A propósito da Festa do Avante 2018, escrevi no dia seguinte ao seu encerramento um twitter a dizer o óbvio: Jerónimo de Sousa discursou a abrir e a encerrar a Festa. E do muito que falou nos dois discursos, disse nada. Nada de substancialmente novo, concluiria, no contexto, qualquer bom entendedor. Só que ao escrever assim, sem mais, para poupar caracteres e “puxar” pela mente das leitoras, dos leitores, eu próprio intuía que iria ter dezenas de inscritos e votantes no PCP à perna a “malhar-me”, implacáveis. E não me enganei. Não pude, contudo, deixar de sorrir, por me ver, uma vez mais, confirmado como Sinal de contradição, a revelar os pensamentos escondidos de muitos.

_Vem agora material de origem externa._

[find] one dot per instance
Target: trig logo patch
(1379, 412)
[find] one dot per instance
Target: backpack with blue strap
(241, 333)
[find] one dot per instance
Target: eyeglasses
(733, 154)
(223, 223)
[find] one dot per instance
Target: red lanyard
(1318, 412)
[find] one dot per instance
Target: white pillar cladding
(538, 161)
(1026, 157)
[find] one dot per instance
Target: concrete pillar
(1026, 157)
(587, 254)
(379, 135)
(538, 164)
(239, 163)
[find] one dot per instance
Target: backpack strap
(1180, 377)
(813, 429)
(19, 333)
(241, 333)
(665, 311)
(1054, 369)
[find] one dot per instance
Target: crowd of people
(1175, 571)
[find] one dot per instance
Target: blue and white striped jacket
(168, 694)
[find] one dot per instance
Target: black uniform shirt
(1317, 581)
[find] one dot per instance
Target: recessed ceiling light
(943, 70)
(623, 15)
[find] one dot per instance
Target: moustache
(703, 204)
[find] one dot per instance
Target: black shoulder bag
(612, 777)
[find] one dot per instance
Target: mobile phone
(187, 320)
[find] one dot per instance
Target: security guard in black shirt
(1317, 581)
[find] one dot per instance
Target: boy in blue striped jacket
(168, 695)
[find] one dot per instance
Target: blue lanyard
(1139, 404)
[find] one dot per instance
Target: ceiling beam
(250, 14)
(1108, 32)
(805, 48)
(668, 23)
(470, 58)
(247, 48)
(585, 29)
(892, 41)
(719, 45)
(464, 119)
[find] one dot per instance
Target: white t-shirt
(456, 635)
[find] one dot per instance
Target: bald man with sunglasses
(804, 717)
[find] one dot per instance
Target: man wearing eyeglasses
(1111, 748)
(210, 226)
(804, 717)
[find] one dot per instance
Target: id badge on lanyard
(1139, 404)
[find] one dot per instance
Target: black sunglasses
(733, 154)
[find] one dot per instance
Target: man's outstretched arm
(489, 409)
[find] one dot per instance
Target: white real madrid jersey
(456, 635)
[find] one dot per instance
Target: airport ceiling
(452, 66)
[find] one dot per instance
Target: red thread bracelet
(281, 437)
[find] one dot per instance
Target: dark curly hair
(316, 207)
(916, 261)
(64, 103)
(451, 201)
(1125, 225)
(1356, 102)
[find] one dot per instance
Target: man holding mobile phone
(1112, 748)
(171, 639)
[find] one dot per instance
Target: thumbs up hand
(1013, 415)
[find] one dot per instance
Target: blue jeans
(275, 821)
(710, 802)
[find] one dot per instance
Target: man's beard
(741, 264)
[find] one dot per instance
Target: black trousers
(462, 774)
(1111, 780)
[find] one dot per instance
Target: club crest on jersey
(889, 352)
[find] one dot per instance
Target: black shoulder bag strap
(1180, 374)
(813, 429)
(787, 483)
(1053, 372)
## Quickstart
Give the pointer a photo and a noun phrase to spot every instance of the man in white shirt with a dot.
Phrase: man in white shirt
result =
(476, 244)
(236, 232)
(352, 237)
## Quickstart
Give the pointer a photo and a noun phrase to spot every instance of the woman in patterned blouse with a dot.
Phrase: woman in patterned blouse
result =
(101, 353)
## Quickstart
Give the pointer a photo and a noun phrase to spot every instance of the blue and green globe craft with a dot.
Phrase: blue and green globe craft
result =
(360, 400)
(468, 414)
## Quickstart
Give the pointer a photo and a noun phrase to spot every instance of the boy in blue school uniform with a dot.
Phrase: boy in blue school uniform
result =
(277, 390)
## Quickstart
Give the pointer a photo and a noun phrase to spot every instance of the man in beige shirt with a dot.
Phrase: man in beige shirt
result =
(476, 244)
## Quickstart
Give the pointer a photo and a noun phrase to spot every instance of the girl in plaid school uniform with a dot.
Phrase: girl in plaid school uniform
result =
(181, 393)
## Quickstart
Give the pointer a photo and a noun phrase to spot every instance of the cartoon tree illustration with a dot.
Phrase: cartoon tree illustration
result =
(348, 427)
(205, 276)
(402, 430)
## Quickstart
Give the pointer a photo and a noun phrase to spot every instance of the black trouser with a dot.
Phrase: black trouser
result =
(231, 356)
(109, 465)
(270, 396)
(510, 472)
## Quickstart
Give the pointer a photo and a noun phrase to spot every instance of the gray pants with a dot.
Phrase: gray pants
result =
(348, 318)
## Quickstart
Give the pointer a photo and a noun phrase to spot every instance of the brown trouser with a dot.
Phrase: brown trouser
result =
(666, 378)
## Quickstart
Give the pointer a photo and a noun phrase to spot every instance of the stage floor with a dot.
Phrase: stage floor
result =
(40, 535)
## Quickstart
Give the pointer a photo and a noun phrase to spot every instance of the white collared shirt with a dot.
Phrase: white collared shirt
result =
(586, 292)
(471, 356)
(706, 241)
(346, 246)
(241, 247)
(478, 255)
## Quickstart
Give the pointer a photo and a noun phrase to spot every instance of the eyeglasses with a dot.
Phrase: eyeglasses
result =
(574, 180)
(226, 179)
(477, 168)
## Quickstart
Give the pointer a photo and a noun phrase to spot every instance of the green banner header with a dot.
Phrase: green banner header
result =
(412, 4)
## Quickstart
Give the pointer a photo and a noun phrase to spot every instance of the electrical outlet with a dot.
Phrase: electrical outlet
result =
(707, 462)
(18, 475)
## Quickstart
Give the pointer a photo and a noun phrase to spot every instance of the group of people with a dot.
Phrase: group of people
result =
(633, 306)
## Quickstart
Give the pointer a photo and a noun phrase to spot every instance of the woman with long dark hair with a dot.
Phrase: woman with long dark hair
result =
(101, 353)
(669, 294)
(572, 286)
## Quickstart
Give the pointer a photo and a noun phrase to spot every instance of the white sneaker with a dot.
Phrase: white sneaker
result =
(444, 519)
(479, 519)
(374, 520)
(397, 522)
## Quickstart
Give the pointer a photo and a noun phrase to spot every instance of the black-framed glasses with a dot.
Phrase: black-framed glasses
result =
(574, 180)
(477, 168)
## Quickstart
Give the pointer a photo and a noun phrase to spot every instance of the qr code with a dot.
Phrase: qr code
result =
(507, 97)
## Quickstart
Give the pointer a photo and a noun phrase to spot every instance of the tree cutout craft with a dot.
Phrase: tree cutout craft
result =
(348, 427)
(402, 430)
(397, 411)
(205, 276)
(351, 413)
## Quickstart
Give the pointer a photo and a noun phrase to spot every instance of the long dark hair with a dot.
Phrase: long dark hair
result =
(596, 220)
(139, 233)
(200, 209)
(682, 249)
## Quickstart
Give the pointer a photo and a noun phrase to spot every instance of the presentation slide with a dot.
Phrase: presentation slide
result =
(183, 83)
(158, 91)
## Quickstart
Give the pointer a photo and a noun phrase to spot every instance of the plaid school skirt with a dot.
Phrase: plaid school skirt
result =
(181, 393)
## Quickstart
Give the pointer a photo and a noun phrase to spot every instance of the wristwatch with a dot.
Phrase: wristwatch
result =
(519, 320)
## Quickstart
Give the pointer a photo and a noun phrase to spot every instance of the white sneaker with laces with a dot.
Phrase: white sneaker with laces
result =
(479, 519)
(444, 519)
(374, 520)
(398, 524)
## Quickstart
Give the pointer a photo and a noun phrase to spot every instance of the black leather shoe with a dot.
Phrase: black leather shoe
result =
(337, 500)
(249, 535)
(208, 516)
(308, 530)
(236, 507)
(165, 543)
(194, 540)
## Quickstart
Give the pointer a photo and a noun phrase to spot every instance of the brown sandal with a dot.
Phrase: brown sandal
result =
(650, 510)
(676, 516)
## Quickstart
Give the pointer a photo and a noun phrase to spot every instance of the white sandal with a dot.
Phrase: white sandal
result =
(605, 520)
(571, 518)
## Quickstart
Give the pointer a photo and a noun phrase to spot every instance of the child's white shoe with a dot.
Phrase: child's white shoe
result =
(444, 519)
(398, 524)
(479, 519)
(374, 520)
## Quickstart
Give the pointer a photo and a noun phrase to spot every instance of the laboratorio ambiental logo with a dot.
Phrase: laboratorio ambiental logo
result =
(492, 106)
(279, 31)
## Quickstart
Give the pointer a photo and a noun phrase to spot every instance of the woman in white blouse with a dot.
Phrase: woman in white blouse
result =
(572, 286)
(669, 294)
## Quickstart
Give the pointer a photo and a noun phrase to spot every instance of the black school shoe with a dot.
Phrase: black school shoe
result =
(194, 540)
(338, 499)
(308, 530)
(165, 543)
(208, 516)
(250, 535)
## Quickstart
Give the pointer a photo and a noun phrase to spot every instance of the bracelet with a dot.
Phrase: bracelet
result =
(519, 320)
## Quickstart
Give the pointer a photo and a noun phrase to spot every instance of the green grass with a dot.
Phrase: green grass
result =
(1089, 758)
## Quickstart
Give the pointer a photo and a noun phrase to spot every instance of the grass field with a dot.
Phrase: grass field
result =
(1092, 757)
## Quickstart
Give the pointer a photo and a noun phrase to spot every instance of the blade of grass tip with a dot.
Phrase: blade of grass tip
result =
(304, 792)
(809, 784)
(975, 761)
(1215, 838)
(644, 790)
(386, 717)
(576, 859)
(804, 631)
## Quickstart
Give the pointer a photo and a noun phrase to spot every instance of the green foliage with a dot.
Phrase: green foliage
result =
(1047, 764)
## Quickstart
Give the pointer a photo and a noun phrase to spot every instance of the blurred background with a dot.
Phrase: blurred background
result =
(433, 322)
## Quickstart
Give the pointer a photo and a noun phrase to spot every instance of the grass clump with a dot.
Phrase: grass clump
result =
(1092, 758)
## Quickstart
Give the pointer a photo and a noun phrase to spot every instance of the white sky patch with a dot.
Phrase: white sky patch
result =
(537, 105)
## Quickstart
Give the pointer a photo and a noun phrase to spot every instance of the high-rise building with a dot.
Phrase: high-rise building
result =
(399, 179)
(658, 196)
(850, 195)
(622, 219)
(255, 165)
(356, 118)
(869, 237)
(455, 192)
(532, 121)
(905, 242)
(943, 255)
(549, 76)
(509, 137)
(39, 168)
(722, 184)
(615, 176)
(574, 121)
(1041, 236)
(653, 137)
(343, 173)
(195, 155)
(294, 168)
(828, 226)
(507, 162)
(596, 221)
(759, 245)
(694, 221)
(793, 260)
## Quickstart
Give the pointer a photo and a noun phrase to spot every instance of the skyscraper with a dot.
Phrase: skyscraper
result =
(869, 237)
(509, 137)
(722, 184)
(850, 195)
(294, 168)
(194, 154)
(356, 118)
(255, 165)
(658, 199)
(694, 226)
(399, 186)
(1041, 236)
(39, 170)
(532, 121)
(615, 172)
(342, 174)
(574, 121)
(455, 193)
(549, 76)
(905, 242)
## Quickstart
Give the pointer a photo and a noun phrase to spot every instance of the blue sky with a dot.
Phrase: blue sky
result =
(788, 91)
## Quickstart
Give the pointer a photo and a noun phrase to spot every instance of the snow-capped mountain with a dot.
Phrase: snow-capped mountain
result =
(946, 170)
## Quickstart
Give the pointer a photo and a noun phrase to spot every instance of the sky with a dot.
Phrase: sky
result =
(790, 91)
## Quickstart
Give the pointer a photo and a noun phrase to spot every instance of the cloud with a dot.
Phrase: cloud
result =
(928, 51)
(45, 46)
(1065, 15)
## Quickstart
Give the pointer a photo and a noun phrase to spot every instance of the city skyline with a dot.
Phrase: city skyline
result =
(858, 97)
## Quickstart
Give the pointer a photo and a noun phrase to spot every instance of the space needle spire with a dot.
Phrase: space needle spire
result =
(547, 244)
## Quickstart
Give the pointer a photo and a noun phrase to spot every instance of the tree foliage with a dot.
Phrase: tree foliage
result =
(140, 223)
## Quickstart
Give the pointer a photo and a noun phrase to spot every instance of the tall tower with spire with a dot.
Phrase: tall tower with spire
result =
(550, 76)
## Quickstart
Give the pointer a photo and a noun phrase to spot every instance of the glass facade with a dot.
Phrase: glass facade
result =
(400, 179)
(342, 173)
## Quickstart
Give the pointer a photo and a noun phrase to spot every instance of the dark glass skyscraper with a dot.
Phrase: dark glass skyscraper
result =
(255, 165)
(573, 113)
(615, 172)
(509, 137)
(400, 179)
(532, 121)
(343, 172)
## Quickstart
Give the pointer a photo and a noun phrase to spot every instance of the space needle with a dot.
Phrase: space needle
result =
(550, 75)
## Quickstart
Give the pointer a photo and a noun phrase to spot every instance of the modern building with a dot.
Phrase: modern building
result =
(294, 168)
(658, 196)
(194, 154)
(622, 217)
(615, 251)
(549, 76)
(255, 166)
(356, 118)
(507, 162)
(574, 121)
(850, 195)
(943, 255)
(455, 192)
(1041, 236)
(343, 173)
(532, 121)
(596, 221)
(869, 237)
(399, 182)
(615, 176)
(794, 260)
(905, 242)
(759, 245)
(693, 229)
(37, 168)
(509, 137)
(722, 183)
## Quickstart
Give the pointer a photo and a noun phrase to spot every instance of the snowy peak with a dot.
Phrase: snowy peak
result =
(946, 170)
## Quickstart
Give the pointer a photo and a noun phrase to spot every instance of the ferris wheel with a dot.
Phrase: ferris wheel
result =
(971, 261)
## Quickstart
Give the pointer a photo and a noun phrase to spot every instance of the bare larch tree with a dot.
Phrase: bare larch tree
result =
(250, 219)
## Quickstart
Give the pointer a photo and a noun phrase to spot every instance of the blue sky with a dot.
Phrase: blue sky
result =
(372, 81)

Fica deste modo mais do que provado que não é só ao nível das privilegiadas cúpulas clericais da igreja católica e de muitos católicos súbditos delas, que sou tido como persona non grata, padre subversivo, ateu, até terrorista. De resto, já em seu sinistro tempo, a Pide/DGS me olhou e tratou como um perigoso comunista infiltrado na igreja católica. O próprio bispo D. António Ferreira Gomes terá pensado o mesmo, quando, menos de um mês depois da minha segunda prisão em Caxias, vê ser editado um novo Livro meu, CHICOTE NO TEMPLO, Edições Afrontamento, 1973. Tudo tratado antes, sem que a Pide/DGS desse por tal. De que tipo de organização disporia eu, pensa o bispo?!
Felizmente, o meu advogado de defesa, Dr. José da Silva, nos dois julgamentos a que fui sujeito no Tribunal Plenário do Porto, foi capaz de ver bem mais fundo do que o próprio bispo. Por isso soube resistir à tentação de fazer dos meus julgamentos, um caso político, como então todos os advogados de defesa faziam com os seus clientes presos políticos. Teve a audácia de nunca se desviar do âmbito que me é específico: o do Evangelho de Jesus que, como presbítero da igreja ao serviço da Humanidade, não apenas da igreja, me cumpre praticar-anunciar a tempo e fora de tempo. Ficou assim claro para todo o sempre que sou incómodo, caluniado, rejeitado, odiado e, por fim, até simbolicamente crucificado, apenas por ser um presbítero que pratica-anuncia o Evangelho de Jesus. Não me perdoam que viva neste tipo de mundo-Sistema de Poder sem jamais ser dele.
Mas o meu twitter dizia mais. Melhor, perguntava: Para quando uma mulher na liderança do PCP? Sucede que o fanatismo ideológico dos que me comentaram não os deixou sequer dar por esta minha oportuna pergunta. E a prova é que a esmagadora maioria nem sequer deu por ela. Mas era aí que eu pretendia chegar. Porque, neste tipo de mundo-Sistema de Poder, os Partidos políticos são oportunos, mas apenas como partidos-parteira, por isso, especialistas na Arte de cuidar da vida, das pessoas, da Terra. Uma Arte própria do Feminino. De contrário, não passam de peças na engrenagem do Sistema de Poder, o mesmo que progressivamente rouba a voz e a vez às populações e as condena à condição de meros votantes. Resultado: Crescem as minorias dirigentes e as populações diminuem. Uma situação que raia o sadomasoquismo político.
Aliás, este ano, os discursos do secretário geral do PCP ficaram completamente esvaziados de interesse político, uma vez que a Festa do Avante foi precedida por uma entrevista de Jerónimo de Sousa à RTP, precedida, por sua vez, de um breve mas revelador vídeo gravado com ele na sede nacional do Partido. Sem que as câmaras da RTP pudessem mostrar o seu próprio gabinete de trabalho! Acontece que este vídeo divulga conversas que deixam (quase) nu o misterioso PCP. E quem não deve ter gostado nada do que ouviu Jerónimo dizer na entrevista sobre o OE2019, foram os líderes da CGTP e seus Sindicatos, com destaque para o da Fenprof. Ao separar, e bem, as reivindicações deles das negociações para o OE2019, Jerónimo esvaziou de uma penada as lutas e as greves já anunciadas por eles e cujas reivindicações, legítimas, só são concretizáveis num tipo de mundo outro, que não este do Sistema de Poder. Mas quantos inclusive de Esquerda estão dispostos a dar-lhe corpo nos próprios corpos?!